Ferguson thing has me thinking

ALTA Showhouse
November 25, 2008
I read the article on Ferguson's purchase of Improvement Direct on the website here. IMAPA brings up some interesting points that need investigating. Jim Felton of Ferguson says the strategy was for B2B commerce. I dont see that if they are lowering prices to match Ferguson's wholesale multipliers. Doesn't make sense. FaucetDirect.com's pricing is now lower then a Ferguson Showroom. didn't Circuit City just tank because they had lower prices on the web then their store. I would think Ferguson does more through its local supply houses and showrooms then it does on the web. They are a multi-billion dollar company compared to the $60 million in revenue this website does. Wouldn't there website instead canabolize their own stores and such. Second thing that has me wondering is sales tax. In the article Jim Felton is quoted as saying the prior to the purchase FaucetDirect.com shipped all their products from a Ferguson Distribution Center and that would stay the same. He then goes on to say that they would continue to do so. Now keep in mind that Ferguson is located in every state. I am not a tax expert so can someone chime in here. I may forward to my states dept of Revenue for an answer. Ferguson is in my home town. How is it that if I match their pricing I still lose on sales tax. Is this another egg shell game. Should I incorporate in Nevada instead of UTAH and show that I shipped it from Utah? If the purchase occurs on their website and is shipped to me from Ferguson why is that different then me going over to my local Ferguson Branch. My local Ferguson Branch tells me I have to pay sales tax if I am buying it from them. The branch manager told me he couldn't explain how purchasing from their website could save me on tax. If you go on Ferguson's website and Stock Building Supply's websites there are links to the ImprovementDirect stores to make your purchase. Someone needs to Drill Jim Felton.

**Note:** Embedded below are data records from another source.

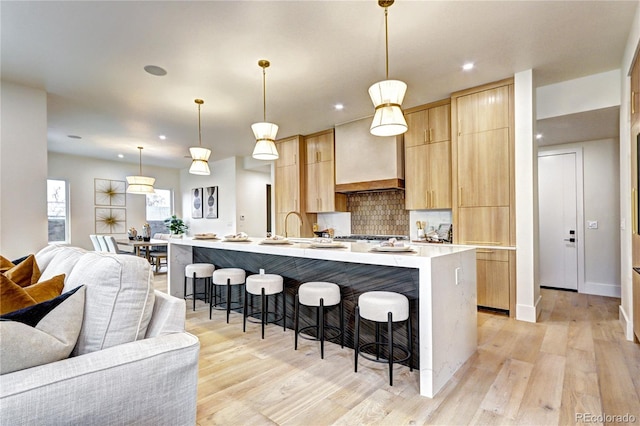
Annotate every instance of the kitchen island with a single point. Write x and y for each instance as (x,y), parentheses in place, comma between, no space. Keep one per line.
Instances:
(439,281)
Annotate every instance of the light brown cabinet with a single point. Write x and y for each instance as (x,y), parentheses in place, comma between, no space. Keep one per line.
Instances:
(289,189)
(320,174)
(483,193)
(428,158)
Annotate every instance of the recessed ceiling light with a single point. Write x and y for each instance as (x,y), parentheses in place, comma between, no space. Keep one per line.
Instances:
(155,70)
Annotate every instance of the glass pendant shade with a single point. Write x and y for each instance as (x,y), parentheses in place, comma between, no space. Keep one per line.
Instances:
(387,97)
(140,185)
(265,134)
(200,163)
(199,155)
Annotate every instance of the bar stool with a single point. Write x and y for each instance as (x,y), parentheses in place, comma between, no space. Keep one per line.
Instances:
(198,271)
(225,277)
(265,285)
(383,307)
(319,295)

This will impact Supply houses with the Tax issue

DistributionGuy
November 25, 2008
The tax issue is a problem for me. If I am a supplier locally, then I am open to competition from Ferguson if they can ship to my same customer and avoid sales tax on Toto. With accounts we require a sales tax exemption form. Doesn't look like FaucetDirect.com requires it if I try and buy Toto. Ferguson is in our City as well. How does this work? My showroom customers have to mark up the product and then charge their customer tax. This is not fair that Ferguson could do this with a website in a different name if it ships from Ferguson at the end of the day. Is this some sort of legal loophole or what?